It’s not clear to me where amiibo goes from here. Obviously Sora’s going to come, and that’ll be the end of the high-selling Smash Bros series amiibo unless another game comes out. There goes our lifeline for guaranteed new amiibo releases.

Nintendo’s Switch-era strategy with amiibo releases seems to be to use them to further cash in on first-party games that they believe will sell a certain number of units – if Nintendo is sure that XYZ game will pull XYZ sales, they’ll usually put out an amiibo (or reprint amiibo) alongside it. That’s why weird, obscure amiibo like Chibi-Robo and Qbby never got amiibo reprints, but mainstream series like Animal Crossing got ever-larger lines of amiibo and reprints. In my opinion, it’s a strategy that works.

But our list of upcoming or recently-released amiibo is looking pretty small right now. We have Tears of the Kingdom Ganondorf and Zelda and Link, Pyra and Mythra, Noah and Mio from Xenoblade and… that’s all. There’s not much for amiibo in the pipeline that has been confirmed.

In fact, there’s not much in the Nintendo pipeline that has a solid release date. Nintendo’s Direct the other day sure brought a lot of good games to our ears for the near future, but none of those games have a release date beyond “2023”, let alone an amiibo announcement. One would imagine that Pikmin 4 would warrant new Pikmin amiibo, but no new amiibo have materialized despite its release date tomorrow.

We can probably assume that Super Mario Wonder will have some sort of new amiibo, as Nintendo was perfectly happy to produce Super Mario Odyssey amiibo for the last game in its money maker of a series, but I’m otherwise not seeing anything on the list of upcoming Nintendo games that seems like it’ll warrant new amiibo.
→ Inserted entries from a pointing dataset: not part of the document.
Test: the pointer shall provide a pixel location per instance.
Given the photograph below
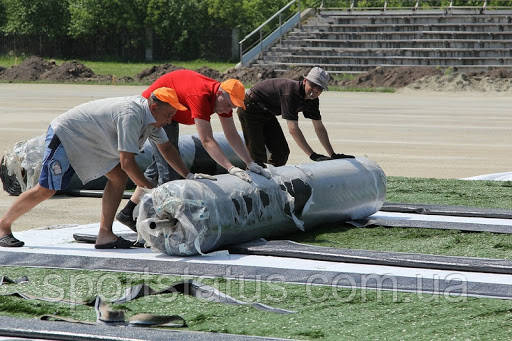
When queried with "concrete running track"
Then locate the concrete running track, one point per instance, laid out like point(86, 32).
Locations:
point(408, 133)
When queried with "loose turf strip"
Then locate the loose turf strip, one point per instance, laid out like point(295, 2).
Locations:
point(322, 312)
point(483, 194)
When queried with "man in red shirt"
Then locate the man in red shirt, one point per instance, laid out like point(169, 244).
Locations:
point(203, 97)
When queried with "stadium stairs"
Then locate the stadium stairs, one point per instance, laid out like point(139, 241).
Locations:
point(352, 42)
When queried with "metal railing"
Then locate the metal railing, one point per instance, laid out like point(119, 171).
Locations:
point(255, 42)
point(415, 4)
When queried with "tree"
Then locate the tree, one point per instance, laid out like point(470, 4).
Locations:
point(112, 27)
point(183, 28)
point(36, 17)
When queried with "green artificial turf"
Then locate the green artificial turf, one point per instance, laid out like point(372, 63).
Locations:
point(322, 312)
point(482, 194)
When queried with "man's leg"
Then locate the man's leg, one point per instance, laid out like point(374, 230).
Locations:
point(253, 127)
point(56, 173)
point(276, 143)
point(25, 202)
point(112, 195)
point(158, 169)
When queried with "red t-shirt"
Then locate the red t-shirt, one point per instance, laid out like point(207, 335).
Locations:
point(195, 91)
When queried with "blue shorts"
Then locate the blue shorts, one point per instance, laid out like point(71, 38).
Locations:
point(56, 171)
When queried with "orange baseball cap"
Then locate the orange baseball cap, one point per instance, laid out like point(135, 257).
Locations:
point(236, 91)
point(168, 95)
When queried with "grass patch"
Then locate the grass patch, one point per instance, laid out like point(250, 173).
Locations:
point(122, 69)
point(481, 194)
point(416, 240)
point(322, 312)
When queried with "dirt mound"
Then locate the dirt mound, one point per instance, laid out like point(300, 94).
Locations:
point(209, 72)
point(29, 70)
point(396, 77)
point(68, 71)
point(250, 75)
point(151, 74)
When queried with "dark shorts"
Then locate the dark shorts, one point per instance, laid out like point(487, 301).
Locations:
point(56, 171)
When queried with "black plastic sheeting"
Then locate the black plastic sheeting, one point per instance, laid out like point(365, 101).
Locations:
point(459, 211)
point(439, 225)
point(434, 285)
point(287, 248)
point(33, 329)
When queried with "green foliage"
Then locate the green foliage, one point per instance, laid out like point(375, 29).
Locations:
point(183, 25)
point(244, 14)
point(36, 17)
point(118, 24)
point(3, 18)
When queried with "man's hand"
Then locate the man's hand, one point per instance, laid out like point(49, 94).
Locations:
point(342, 156)
point(254, 167)
point(240, 173)
point(319, 157)
point(196, 176)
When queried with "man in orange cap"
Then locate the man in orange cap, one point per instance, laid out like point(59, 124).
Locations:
point(101, 138)
point(203, 97)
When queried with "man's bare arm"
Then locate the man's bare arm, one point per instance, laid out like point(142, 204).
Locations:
point(321, 132)
point(293, 128)
point(204, 130)
point(234, 139)
point(173, 158)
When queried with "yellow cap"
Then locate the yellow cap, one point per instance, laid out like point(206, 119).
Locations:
point(236, 91)
point(168, 95)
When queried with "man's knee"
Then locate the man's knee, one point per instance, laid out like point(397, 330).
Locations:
point(117, 176)
point(280, 159)
point(42, 193)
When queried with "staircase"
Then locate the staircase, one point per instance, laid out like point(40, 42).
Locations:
point(352, 42)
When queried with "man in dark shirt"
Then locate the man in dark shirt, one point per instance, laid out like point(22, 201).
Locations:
point(285, 97)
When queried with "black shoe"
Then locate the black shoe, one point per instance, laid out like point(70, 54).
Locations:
point(127, 220)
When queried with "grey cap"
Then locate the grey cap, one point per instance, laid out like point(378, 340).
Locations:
point(318, 76)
We may get lucky and get some reprints of specific amiibo for series like Metal Gear Solid, or Super Mario RPG, or possibly Detective Pikachu, but that seems to be the extent of what we can hope for.

So in the short run, unless more announcements are soon to follow, it’s not looking good for amiibo.

The Long Run

I’ve speculated, speculated and speculated again about when Nintendo will cease its amiibo line. I hope they don’t, and keep amiibo going in some form for decades so I can pass this to my kids.

In the long run, Nintendo doesn’t have that same concern. Nintendo’s primary concern is to earn profit, and more power to them – the more profit Nintendo earns, the more likely it is we can get fan favorite games like Super Mario RPG on the Switch. I’ll never hold Nintendo’s goal of profit-seeking against them so long as it doesn’t come at the cost of the consumer’s enjoyment of the product.

But is amiibo even profitable anymore? Nintendo’s clearly cut out most of the amiibo fat- unlike the Wii U era, where random games would get amiibo for seemingly no reason, Nintendo is actually making amiibo for specific purposes as I described above. I have a hunch that Nintendo realized their strategy wasn’t working, so to cut costs and increase the likelihood of profitability on amiibo they cut down the number of products.

I think that as long as Nintendo is making enough money from amiibo to justify the increased cost of the NFC reader in the modern console’s hardware, and its developers don’t mind including some extra content for them, they’ll keep amiibo around.